Isaac Smith - https://unsplash.com/photos/AT77Q0Njnt0
Python is continuing its path as the fastest growing and most used programming language for data science, and the number of available libraries for data visualization is also rising. It's extremely important to know all the data visualization libraries out there - including their strengths and weaknesses - before choosing one to create data science project graphs.
Whether you are doing data analysis or prototyping machine learning models, knowing how to visualize the dataset is a very useful skill to have. In this post I will introduce the most utilized Python visualization libraries, alongside practical examples.
As you might know, the Python visualization landscape is complex and it can be challenging to find the right tool for the job. At the PyCon conference back in 2017, Jake VanderPlas presented a talk describing the whole Python visualization landscape, giving us a quick idea of how different visualization libraries work and how they were connected.
I’ll go a step further and introduce you to my own adaptation, showing all the Python visualization libraries you should know in 2020.
In the image above, you can see dotted blue lines delimiting two large groups, and different colors showing different visualization types we’ll cover later on. Also, you can see my personal recommendations marked with a green tick symbol.
🤔 Which library to use at any given time?

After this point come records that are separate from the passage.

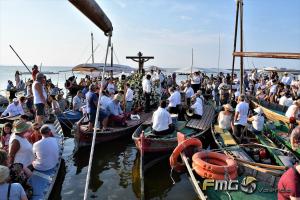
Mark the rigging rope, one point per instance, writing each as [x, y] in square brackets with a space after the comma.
[95, 126]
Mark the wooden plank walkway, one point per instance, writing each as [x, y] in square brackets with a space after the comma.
[205, 122]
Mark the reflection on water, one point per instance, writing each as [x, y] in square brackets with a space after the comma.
[115, 175]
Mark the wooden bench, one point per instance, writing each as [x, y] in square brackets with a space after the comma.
[205, 122]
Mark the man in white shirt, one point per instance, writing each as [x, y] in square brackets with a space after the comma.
[197, 107]
[128, 98]
[162, 121]
[147, 92]
[77, 101]
[174, 100]
[241, 116]
[286, 80]
[46, 151]
[13, 109]
[189, 92]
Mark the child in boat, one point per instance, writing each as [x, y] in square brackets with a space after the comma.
[5, 136]
[257, 120]
[225, 117]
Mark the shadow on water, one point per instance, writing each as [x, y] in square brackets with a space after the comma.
[115, 175]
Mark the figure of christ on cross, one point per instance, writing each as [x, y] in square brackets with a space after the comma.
[140, 59]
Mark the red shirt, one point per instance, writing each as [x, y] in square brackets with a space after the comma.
[289, 184]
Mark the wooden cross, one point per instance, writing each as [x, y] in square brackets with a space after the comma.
[140, 59]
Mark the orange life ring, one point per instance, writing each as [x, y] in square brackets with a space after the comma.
[179, 166]
[207, 160]
[208, 174]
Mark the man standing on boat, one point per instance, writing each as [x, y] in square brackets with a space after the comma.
[240, 117]
[147, 92]
[162, 121]
[39, 97]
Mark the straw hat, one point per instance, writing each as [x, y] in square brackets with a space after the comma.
[259, 110]
[228, 107]
[4, 173]
[118, 97]
[20, 126]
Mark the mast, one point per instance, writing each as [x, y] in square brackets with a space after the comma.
[241, 46]
[235, 40]
[92, 40]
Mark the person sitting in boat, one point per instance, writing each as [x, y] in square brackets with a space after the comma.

As there are too many use cases and applications that may need different tools and libraries, that’s probably not the first question you should ask. It’s much more important to understand how you can make an effective visualization no matter the libraries you use.
“Visualization gives you answers to questions you didn’t know you had.”
– Ben Shneiderman
Also, selecting the most powerful tool available isn’t always the best idea as usability and learning curves can be steep, while a simpler tool might be able to create exactly what’s needed easily and efficiently.

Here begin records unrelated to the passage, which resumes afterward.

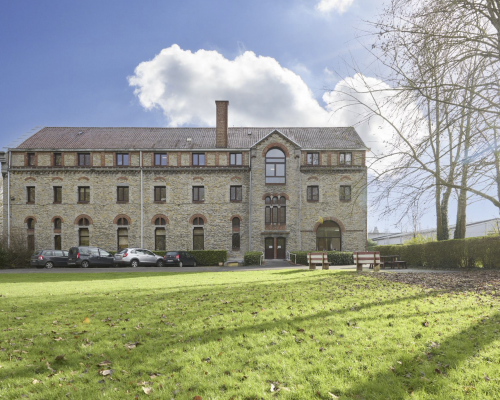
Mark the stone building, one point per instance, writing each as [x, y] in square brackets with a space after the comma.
[240, 189]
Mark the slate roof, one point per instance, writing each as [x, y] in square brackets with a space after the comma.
[175, 138]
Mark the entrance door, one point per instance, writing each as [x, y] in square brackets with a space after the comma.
[269, 251]
[281, 248]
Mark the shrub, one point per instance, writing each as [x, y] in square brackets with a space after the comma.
[252, 258]
[476, 252]
[334, 257]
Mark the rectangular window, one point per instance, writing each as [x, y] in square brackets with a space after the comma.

On the image above, you can see different libraries that cover practically every data visualization you may need - from Folium for creating dynamic maps to missingno for displaying missing data visualizations. Some of these libraries can be used no matter the field of application, yet many of them are intensely focused on accomplishing specific tasks.
🖼 Static vs Dynamic visualizations
Depending on the area where the visualization is shown and intended for your audience, you will have to decide whether to use static or dynamic visualizations.
Static visualizations are commonly seen as infographics posted on the web, and are generally placed in reports or printed as handouts. Users won’t go beyond what they see, they cannot explore your visualization in detail.
On the other hand, dynamic or interactive visualizations are commonly seen on the web - most of the time as dashboards or applications. In this type of visualization, users can play around with the data and change what they see on screen or get extra information while hovering data points, selecting options or just clicking and dragging the mouse on a map.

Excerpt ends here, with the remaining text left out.